Mind you, it’s possible none of this could be true, but in Melville’s world they might as well be Bogey and Bacall or Bogey and Bergman and this is their “As Time Goes By.” Why the commissioner was there and how they all relate is not explained and somehow I like it far better this way. It foregoes realism and logical exposition for something of a far more tantalizing nature. Their scenes together are surprisingly few and yet little feels wasted.

There is a robbery to be solved and accordingly, the accomplices reconvene in an art museum to make their plans — including what to do about their compatriot currently sitting beleaguered in a clinic. However, the film’s most intriguing interplay has some roots in the traditions of Double Indemnity, where the criminal element is sometimes too near — too closely entwined — for you to even see them right next to you.

A kind of unspoken kinship forms between Delon and Richard Crenna, who, aside from the dubbing, fits relatively seamlessly into this picture. Again, it comes down to representing alternate sides of the same coin.

We might also consider Deneuve vaguely coming out of the imprint of Phyllis Dietrichson, playing the men, stuck on her, like pawns. And yet it could merely be the wordless spell she casts, but we almost are drawn to believe she does love them both. Again, the words are never put to it so no easy answers are ever arrived at. Everything is conjecture.

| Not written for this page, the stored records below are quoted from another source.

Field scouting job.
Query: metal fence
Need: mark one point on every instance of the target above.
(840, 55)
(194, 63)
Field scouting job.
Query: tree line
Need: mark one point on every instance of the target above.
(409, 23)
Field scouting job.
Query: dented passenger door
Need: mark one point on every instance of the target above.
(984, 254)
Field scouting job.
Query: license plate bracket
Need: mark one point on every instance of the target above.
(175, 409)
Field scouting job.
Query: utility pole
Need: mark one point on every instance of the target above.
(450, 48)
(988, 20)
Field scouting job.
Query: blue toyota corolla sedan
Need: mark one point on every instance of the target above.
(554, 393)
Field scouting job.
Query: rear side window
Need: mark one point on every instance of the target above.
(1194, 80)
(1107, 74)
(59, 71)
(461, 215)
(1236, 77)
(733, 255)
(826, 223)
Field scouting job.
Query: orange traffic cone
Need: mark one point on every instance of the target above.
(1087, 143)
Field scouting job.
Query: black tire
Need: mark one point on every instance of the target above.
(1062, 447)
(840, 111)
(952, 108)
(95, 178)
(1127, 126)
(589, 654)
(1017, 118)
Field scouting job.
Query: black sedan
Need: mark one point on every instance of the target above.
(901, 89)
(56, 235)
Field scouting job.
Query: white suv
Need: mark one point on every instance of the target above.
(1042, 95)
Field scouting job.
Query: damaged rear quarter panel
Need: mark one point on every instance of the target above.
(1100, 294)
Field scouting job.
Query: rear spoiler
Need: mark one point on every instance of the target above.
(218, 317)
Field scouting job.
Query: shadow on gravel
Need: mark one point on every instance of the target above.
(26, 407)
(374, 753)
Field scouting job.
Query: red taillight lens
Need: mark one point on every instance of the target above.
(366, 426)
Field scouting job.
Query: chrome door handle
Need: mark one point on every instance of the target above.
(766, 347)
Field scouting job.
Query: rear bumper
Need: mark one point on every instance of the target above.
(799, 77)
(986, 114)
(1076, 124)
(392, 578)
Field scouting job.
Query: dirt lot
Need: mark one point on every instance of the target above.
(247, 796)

For all intents and purposes, the majority, or at least long stretches, of Un Flic are silent cinema, and it’s easy to appreciate them. The most fascinating criminals or often defined not by word so much as deed. Whereas the opening job is done in quick and efficient strokes, the second effort involving helicopters, trains, and elaborate inner workings, is a far more intricate, far more methodical endeavor. Melville seems to relish the mechanisms of the criminal most of all.

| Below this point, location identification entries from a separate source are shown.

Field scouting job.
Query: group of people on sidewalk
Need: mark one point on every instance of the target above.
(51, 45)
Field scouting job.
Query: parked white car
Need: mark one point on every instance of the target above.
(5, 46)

The perils of Un Flic are not unwarranted. It develops a razor-thin dichotomy between romanticized cops-and-robber tactics and this underlying toxicity. Guns at one time stylish, as a token of machismo, are also exponentially deadly. Men exist duplicitously as both handsome rogues and cold-hearted cads, backhanding the weak who get in their way. Friends and lovers are won and lost in a glance and the blink of a moment.

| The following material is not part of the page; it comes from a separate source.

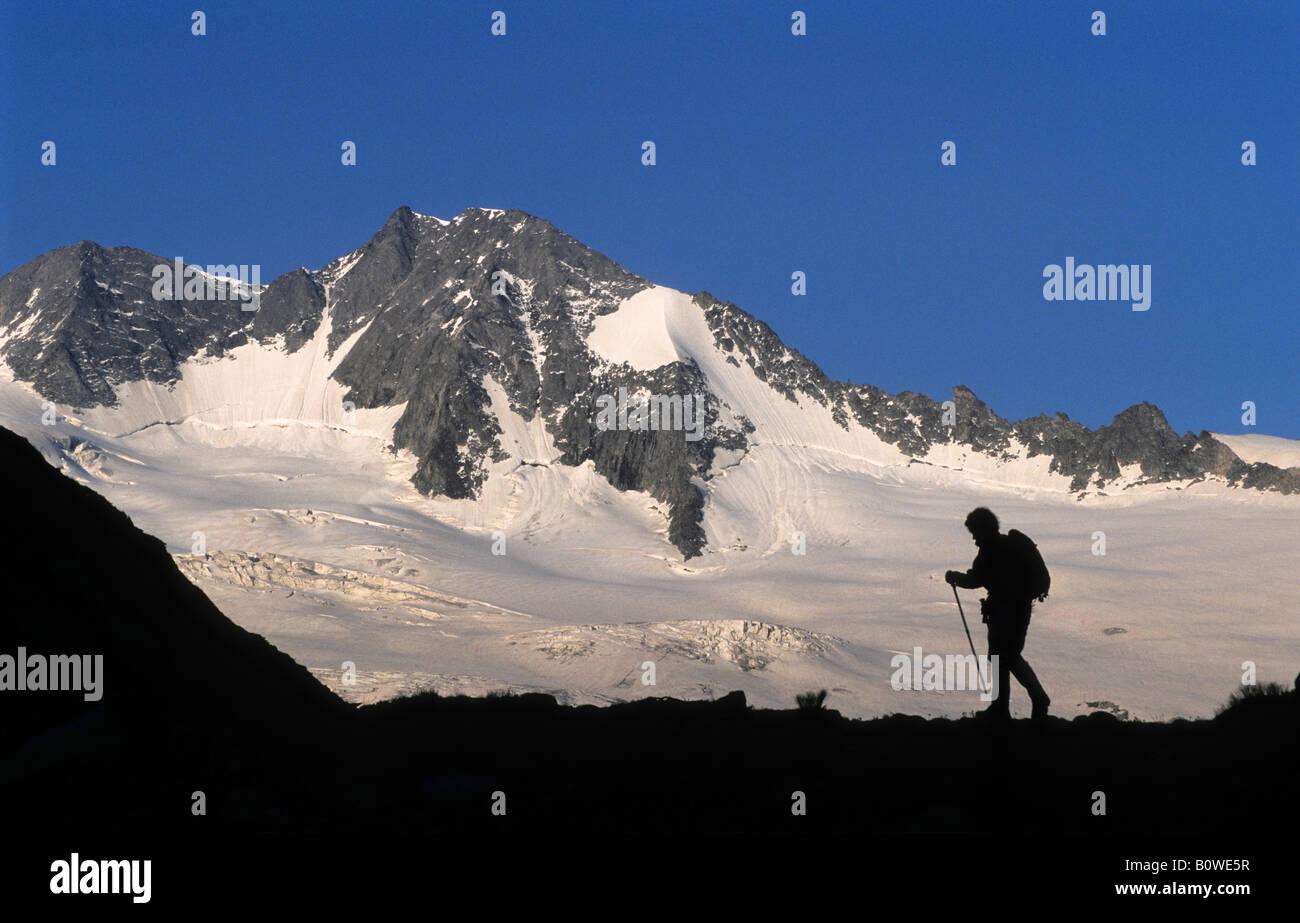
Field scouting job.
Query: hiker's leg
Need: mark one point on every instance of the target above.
(1025, 675)
(996, 648)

It’s a social tradition out of a different era, which is true. Of course, in retrospect, we must take the bad with the good. It would be Melville’s last film in a truncated, albeit stellar career. But one cannot help and still find something mystifying even a tad alluring about the world he accentuates. Where his style feeds into his characters and back again in this self-perpetuating ecosystem. Ultimately, what’s presented is a fatalistic form of masculinity. There is no more pertinent analysis of France’s foremost noir auteur.